In the analysis in the Chessbase articles, they ignored moves where the player's move and the computer move were both more than +2 or less than -2.

theshrewdking

This is an interesting question but only theoretically. In reality measuring human's playing strength with a computer doesn't make much sense because humans make different kind of moves than machines. But computers can be used with good results to determine other computers' strength.

Shivsky

@Sydfhd: You are missing what this thread is really about.  ELO calculation based on win/loss performance and prior ratings is not what we're talking about here.

Shivsky

Putting it simply : He wants a tool to take in a PGN with game/s between  two people with no prior rating embedded inside the PGN and evaluate how strong those players are based on statistically analyzing the strength/weakness of all moves played.

ChessinBlackandWhite

yes, but not compared to an engine, but compared to what other humans have played. In each position, with say 100 recorded games, what moves did each rating range most often choose to get an idea of where people are playing in a given game

TBentley

If you're talking about looking at existing games, it applies only to the opening, and some opening databases can give you performance ratings. For example, in chesstempo's database for 2200+ vs 2200+ games, the performance rating for e4 is 2453 and the performance rating for d4 is 2473. This is probably explained by the fact that the average rating for the white player playing e4 is 2416, and 2434 for d4. Which isn't what your opening post asked for.

Shivsky
Sydfhd wrote:

shivisky, the softwares i listed do that exactly.

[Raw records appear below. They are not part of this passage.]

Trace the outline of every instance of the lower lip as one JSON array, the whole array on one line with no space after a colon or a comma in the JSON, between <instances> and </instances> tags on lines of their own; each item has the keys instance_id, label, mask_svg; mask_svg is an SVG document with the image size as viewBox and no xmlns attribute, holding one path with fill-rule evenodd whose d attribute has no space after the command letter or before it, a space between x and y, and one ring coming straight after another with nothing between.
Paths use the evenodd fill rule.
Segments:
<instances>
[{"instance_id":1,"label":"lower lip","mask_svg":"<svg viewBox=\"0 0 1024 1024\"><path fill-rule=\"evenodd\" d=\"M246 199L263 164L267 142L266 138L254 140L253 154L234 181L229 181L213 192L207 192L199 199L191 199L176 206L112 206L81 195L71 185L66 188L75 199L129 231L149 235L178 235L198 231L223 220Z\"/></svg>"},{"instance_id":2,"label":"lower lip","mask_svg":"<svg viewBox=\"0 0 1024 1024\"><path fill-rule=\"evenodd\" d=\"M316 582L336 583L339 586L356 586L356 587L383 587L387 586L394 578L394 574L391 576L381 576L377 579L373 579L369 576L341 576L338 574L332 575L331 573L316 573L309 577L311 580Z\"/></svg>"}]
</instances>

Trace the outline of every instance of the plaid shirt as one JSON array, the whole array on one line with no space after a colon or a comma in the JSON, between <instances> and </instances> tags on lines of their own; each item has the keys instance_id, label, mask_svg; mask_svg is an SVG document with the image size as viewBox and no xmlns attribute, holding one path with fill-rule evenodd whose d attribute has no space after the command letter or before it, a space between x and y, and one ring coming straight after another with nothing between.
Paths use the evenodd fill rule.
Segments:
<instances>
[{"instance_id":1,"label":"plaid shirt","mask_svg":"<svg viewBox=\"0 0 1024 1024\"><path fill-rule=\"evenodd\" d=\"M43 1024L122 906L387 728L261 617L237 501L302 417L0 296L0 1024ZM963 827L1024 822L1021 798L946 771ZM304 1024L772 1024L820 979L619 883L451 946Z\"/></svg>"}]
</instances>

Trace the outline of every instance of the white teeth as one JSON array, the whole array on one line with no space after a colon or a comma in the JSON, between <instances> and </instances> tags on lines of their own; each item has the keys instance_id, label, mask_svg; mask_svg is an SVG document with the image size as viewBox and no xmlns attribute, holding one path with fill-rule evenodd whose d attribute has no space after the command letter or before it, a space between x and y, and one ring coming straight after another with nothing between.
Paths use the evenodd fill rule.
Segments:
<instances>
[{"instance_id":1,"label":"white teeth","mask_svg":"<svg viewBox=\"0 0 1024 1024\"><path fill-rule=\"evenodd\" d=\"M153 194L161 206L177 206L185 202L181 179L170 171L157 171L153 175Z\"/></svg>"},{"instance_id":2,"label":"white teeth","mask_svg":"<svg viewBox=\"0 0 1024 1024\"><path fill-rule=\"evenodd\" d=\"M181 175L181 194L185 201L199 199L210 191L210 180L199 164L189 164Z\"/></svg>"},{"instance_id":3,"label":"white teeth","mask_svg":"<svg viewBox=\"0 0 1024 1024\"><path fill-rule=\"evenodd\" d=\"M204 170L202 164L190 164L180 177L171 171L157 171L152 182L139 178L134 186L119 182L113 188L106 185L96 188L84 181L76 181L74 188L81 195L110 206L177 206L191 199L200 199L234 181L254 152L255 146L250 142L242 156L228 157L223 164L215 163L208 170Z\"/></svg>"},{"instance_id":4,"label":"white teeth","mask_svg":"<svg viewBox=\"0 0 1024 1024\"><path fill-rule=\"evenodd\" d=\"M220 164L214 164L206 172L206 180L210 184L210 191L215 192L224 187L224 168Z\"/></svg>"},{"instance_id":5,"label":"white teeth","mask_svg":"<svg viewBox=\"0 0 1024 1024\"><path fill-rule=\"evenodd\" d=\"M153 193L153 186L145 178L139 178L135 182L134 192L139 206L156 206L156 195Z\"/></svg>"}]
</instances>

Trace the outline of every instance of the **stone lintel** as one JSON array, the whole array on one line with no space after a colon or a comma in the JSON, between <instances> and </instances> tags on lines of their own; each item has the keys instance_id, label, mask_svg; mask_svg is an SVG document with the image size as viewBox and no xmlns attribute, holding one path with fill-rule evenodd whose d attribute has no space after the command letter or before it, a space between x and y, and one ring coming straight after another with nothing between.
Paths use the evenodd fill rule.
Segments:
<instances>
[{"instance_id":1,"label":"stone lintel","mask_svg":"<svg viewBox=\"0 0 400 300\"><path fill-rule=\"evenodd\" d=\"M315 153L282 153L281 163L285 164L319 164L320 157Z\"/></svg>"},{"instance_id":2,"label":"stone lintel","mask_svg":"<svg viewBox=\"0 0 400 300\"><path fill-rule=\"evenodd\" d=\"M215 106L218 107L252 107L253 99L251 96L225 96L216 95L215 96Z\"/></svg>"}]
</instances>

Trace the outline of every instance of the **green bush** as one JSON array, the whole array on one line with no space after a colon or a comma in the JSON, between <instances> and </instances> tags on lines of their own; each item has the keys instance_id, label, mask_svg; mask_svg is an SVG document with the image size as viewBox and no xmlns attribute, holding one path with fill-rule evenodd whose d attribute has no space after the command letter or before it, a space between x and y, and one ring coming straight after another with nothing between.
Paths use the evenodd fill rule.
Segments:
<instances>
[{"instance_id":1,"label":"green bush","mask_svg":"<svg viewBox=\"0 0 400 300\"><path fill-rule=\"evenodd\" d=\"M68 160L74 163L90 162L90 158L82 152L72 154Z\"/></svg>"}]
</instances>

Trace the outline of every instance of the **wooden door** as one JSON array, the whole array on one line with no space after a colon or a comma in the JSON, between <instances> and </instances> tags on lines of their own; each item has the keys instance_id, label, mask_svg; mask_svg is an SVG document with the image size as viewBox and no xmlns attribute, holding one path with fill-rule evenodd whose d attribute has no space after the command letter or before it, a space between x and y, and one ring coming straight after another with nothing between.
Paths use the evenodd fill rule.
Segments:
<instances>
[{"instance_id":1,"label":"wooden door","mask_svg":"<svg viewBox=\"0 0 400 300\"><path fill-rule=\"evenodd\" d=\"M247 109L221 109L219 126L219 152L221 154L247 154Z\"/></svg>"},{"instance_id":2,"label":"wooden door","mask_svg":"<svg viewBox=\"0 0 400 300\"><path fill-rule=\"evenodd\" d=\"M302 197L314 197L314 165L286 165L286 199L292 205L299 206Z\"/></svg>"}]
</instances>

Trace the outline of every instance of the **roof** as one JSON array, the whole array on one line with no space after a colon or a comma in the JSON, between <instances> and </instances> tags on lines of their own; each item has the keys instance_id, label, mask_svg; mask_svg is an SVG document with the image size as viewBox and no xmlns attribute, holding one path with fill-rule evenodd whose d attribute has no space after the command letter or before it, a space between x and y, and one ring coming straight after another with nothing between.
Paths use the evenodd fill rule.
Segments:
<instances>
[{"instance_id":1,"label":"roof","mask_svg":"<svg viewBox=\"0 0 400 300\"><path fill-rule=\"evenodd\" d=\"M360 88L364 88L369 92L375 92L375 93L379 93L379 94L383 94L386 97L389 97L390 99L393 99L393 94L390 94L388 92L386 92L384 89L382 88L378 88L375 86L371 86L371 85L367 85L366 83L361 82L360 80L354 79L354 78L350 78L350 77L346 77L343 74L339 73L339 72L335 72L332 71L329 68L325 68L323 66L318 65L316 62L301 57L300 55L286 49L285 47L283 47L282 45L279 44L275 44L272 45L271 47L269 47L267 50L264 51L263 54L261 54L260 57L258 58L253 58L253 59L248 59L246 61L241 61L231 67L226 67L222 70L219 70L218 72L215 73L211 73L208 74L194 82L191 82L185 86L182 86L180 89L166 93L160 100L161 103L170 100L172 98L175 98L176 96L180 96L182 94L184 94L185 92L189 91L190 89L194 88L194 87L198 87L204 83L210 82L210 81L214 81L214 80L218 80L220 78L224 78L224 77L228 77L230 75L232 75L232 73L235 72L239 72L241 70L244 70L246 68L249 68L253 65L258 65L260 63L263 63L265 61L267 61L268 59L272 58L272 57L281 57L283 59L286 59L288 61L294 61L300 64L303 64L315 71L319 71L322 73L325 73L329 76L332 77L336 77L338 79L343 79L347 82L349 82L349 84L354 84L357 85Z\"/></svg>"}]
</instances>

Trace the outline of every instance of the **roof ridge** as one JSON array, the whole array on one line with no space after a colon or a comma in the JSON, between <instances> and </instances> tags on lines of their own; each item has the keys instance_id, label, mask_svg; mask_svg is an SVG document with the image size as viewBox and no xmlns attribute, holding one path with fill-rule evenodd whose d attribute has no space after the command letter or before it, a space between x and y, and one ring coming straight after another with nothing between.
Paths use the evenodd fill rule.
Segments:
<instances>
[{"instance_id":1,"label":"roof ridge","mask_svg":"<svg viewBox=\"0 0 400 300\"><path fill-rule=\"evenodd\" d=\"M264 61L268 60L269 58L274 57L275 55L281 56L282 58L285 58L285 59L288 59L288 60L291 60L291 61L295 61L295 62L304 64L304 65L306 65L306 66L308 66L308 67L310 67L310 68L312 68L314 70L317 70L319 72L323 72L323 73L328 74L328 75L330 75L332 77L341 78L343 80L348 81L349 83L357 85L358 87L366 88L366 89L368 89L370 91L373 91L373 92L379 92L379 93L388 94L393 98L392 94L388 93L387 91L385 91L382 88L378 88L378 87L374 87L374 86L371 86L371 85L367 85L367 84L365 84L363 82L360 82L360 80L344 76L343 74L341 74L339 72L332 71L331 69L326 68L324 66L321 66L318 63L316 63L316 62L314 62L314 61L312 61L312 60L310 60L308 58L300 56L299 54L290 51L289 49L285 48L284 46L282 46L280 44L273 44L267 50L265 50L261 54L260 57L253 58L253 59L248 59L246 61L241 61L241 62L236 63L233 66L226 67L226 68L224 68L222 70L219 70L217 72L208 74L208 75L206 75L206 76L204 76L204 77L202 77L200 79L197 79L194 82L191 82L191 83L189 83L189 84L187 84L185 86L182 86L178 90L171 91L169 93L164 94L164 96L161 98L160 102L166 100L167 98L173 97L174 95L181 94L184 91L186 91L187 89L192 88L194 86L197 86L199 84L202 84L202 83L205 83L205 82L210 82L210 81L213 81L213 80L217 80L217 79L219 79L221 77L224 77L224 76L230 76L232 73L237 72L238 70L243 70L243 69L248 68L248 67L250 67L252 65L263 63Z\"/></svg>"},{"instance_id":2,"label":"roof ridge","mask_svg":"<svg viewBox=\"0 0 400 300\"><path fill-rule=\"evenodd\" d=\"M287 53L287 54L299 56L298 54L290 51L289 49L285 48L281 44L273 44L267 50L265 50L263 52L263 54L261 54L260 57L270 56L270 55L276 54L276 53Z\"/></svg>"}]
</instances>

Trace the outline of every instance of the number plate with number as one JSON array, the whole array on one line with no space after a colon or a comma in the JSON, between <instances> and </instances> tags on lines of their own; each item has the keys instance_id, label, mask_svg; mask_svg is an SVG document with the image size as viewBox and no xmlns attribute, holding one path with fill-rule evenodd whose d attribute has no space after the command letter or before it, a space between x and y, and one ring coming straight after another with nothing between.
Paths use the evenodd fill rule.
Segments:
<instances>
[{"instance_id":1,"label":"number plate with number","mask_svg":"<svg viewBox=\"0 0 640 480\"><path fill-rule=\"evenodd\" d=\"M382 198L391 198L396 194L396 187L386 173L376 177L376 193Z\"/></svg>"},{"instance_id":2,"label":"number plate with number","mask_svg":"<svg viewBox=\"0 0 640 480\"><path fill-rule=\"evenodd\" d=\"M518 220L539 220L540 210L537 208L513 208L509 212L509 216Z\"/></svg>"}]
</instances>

No, it doesn't ... and there's nothing similar, let alone call it "exactly" the same as this thread topic.

  There is no indication of engine analysis parameters or anything of the sort in the homepage for the software or the usage notes.

(http://remi.coulom.free.fr/Bayesian-Elo/#history)

Your tools only work if the PGNs contain ELO ratings of the players prior to the games.  We are talking about engine analysis making an assessment of player's strength or rating.

Please be clear on what you are posting.